Our findings are consistent with previous research on mammograms which also found women living with parents or family were least likely to receive mammograms (Bershadsky et al., 2012). Unlike prior research we also found that those living with parents or family were significantly less likely than those living independently to have received colorectal screening (Bershadsky et al., 2012). Families may be fearful of cancer screenings and may even infantilize their adult child with IDD, believing they do not need adult services. These views impose barriers to screening and may explain why adults with IDD who live with parents and family have lower rates of screening completion (Greenwood et al., 2014).

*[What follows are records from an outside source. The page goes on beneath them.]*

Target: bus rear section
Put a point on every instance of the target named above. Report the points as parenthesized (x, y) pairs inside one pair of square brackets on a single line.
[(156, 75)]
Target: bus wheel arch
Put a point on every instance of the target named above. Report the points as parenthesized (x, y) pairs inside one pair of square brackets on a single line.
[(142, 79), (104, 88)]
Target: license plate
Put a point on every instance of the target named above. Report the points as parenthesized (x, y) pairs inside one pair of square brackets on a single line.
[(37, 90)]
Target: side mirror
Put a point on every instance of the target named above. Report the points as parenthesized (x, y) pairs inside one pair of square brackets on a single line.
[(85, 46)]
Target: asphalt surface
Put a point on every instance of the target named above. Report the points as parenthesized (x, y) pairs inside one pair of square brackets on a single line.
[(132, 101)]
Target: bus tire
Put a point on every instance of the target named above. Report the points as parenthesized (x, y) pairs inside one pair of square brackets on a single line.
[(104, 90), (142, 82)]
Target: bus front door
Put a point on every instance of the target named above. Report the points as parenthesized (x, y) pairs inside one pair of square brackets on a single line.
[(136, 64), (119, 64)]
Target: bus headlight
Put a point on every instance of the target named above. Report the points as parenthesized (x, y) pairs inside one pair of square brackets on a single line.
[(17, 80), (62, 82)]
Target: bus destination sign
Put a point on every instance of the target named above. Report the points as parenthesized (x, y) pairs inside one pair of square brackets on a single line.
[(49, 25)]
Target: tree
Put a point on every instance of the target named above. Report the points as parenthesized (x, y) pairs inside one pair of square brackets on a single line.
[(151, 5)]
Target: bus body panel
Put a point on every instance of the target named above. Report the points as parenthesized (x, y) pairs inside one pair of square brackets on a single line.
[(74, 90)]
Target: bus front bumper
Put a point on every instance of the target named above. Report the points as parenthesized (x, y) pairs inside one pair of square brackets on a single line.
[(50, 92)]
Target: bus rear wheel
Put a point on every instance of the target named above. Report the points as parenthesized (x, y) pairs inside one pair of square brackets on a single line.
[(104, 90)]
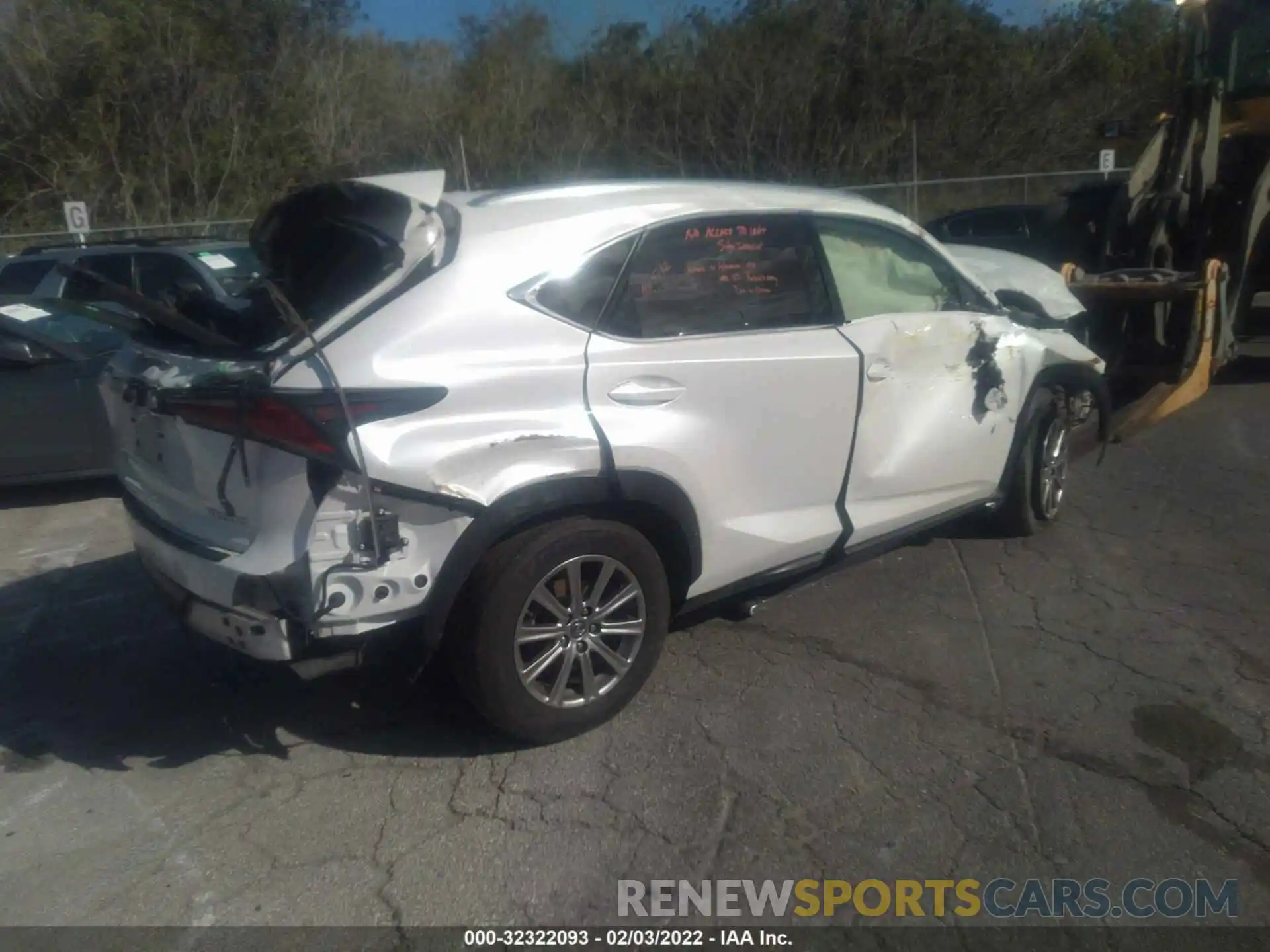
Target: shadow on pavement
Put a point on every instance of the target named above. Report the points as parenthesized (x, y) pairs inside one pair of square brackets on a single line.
[(58, 493), (95, 670), (1244, 372)]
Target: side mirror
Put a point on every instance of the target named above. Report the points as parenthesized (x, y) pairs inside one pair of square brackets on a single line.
[(23, 352)]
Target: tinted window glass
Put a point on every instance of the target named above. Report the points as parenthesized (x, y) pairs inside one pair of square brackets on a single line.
[(999, 223), (723, 274), (879, 270), (23, 277), (117, 268), (582, 295), (234, 266), (67, 328), (159, 274)]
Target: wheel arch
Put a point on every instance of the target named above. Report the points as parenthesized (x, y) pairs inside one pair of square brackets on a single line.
[(651, 503), (1058, 379)]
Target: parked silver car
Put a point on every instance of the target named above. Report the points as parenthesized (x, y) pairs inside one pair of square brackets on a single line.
[(546, 422)]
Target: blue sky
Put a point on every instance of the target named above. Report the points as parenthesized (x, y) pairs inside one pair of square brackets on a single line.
[(408, 19)]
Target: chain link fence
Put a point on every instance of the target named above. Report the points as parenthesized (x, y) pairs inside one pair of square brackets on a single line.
[(925, 201), (232, 230), (921, 201)]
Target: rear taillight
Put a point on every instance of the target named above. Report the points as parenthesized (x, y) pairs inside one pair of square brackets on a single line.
[(308, 423), (262, 419)]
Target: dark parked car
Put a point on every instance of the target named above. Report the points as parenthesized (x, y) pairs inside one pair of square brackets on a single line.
[(154, 268), (59, 331), (1070, 229), (52, 423)]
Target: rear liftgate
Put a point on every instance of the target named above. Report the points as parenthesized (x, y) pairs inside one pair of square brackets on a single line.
[(1187, 347)]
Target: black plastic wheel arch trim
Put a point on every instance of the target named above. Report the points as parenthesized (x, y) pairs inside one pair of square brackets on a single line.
[(541, 502)]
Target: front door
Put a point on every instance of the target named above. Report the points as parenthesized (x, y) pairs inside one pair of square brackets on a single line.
[(719, 364), (941, 382)]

Among state-level factors we found only that state Medicaid expansion was significantly associated with an increased likelihood of completing a colonoscopy screening among younger persons in the sample (e.g., in their 50s). This coheres with recent research concerning Medicaid expansion and emergency department visits among adults with IDD (Horner-Johnson et al., 2022). However, significant variation at the state level remained, indicating that unmeasured state-level factors are likely associated with healthcare screenings as well.
Limitations
The sample was drawn from adults with IDD receiving state services in states participating in the NCI-IPS. Thus the sample is likely not representative of all adults aging with IDD in the U.S. Moreover, it is possible that individuals were receiving state services at multiple timepoints. Because participants were not tracked longitudinally, we lack a pre/post design for Medicaid expansion. Further, we cannot determine whether Medicaid expansion directly affected sample participants or their families. Numerous items were also limited to dichotomous measurement (e.g., self-rated health), which masks variability within dichotomous groups.
Conclusion
We found that community involvement and transportation access were associated with a greater likelihood of preventive health screening completion, while living with family was associated with a lower likelihood of screening completion. Moreover, results identify significant variation in screening completion by state, which is partly—but not completely—explained by Medicaid expansion. Future research should build on these insights to improve healthcare access and uptake among the population aging with IDD.
Footnotes
Declaration of Conflicting Interests
The author(s) declared no potential conflicts of interest with respect to the research, authorship, and/or publication of this article.
Funding
The author(s) disclosed receipt of the following financial support for the research, authorship, and/or publication of this article: This research was supported by a grant from The Patrick and Catherine Weldon Donaghue Medical Research Foundation.
Ethical Approval
The present research involves the use of de-identified secondary data and does not meet the definition of Human Subjects Research. Therefore no Institutional Review Board review was required.